First, it must be understood that the Fifth Amendment to the U.S. Constitution declares that no person shall “be deprived of life, liberty, or property, without due process of law; nor shall private property be taken for public use without just compensation.” The phrase “public use” is straightforward, making clear that government can only use the power of eminent domain for a governmental use, such as bridges, roads, highways, or some kind of government-specific building or facility.

But in the Kelo case, a 5-to-4 court majority chose to ignore what the Constitution actually says, and decided to redefine “public use” to mean “public purpose.” In turn, the majority allowed politicians to effectively define “public purpose” according to their own whims. With this decision, government was given the green light to take property from one private owner and hand it over to another private entity.

As Sensenbrenner put it, “In this decision, the court held 5-4 that ‘economic development’ can be a ‘public use’ under the Fifth Amendment’s Takings Clause, justifying the government’s taking of private property and giving it to a private business for use in the interest of creating a more lucrative tax base. As a result of this ruling, the federal government’s power of eminent domain has become almost limitless, providing citizens with few means to protect their property.”

Those most vulnerable, of course, have the least amount of political power or influence, namely, individual homeowners and small businesses. Over the decades, minority communities have been victims of eminent domain abuses. Waters pointed out, “Economic development condemnations have all too often been used by powerful interest groups to acquire land at the expense of the poor and the politically weak… Few protested the Kelo ruling more ardently than the National Association for the Advancement of Colored People, that is, the NAACP.” Waters highlighted the NAACP point that “the burden of eminent domain has and will continue to fall disproportionately on racial and ethnic minorities, the elderly and economically disadvantaged.”

Interestingly, the Kelo decision created a tremendous backlash in the states. And according to the Castle Coalition, a group focused on battling eminent domain abuses, 44 states since Kelo have passed laws beefing up protections against eminent domain abuse to varying degrees.

This past November, voters in Mississippi approved a constitutional amendment seeking to stop the taking of private property for private development. For good measure, in November this year, Virginia voters will have their say on a proposed constitutional amendment that would restrict takings of private property for only public uses.

But on top of these state actions, the federal government needs to engage as well. Sensenbrenner observed, “Although several states have independently passed legislation to limit their power to eminent domain, and the Supreme Courts of Illinois, Michigan, and Ohio have barred the practice under their state constitutions, these laws exist on a varying degree. The Private Property Rights Restoration Act will provide American citizens in every state with the means to protect their private property from exceedingly unsubstantiated claims of eminent domain.”

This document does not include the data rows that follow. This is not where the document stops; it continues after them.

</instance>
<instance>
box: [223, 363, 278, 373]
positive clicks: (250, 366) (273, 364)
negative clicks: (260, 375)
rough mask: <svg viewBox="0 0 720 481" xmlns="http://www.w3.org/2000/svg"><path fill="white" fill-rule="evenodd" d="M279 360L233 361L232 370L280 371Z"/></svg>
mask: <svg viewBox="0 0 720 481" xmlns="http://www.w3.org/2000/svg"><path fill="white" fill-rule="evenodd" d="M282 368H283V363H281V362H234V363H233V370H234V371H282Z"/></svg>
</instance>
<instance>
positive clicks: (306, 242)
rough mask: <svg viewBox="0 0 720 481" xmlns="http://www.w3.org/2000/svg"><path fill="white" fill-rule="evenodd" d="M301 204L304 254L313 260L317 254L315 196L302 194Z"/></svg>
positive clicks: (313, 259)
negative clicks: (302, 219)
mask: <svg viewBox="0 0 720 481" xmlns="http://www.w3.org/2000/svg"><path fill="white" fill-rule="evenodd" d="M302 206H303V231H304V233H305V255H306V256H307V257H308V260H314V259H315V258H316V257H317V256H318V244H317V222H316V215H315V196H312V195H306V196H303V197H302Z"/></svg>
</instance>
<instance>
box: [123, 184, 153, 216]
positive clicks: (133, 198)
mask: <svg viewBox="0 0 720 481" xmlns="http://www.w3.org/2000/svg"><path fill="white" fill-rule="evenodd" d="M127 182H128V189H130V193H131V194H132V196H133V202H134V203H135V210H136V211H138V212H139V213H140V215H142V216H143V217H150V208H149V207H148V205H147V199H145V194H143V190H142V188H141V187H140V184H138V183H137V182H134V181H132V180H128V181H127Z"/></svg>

H.R. 1433 would stop the federal government from using its eminent domain powers for economic development, and prohibit states and localities from doing so if they receive federal economic development dollars. Similarly, the legislation would prohibit governments from using eminent domain against religious or nonprofits organizations due to their tax-exempt status.

It was refreshing to see the Private Property Rights Restoration Act pass the House by an overwhelming voice vote. Now, it’s up to the Senate, where similar legislation has died in the past.

Among government’s primary duties is to protect private property, not steal it. For good measure, strong property rights are essential to economic development. No one should be opposed to this legislation. Kudos to Democrats and Republicans in the U.S. House of Representatives for this rare and positive bipartisan action.

Raymond J. Keating is the chief economist for the Small Business & Entrepreneurship Council. His new book is “Chuck” vs. the Business World: Business Tips on TV.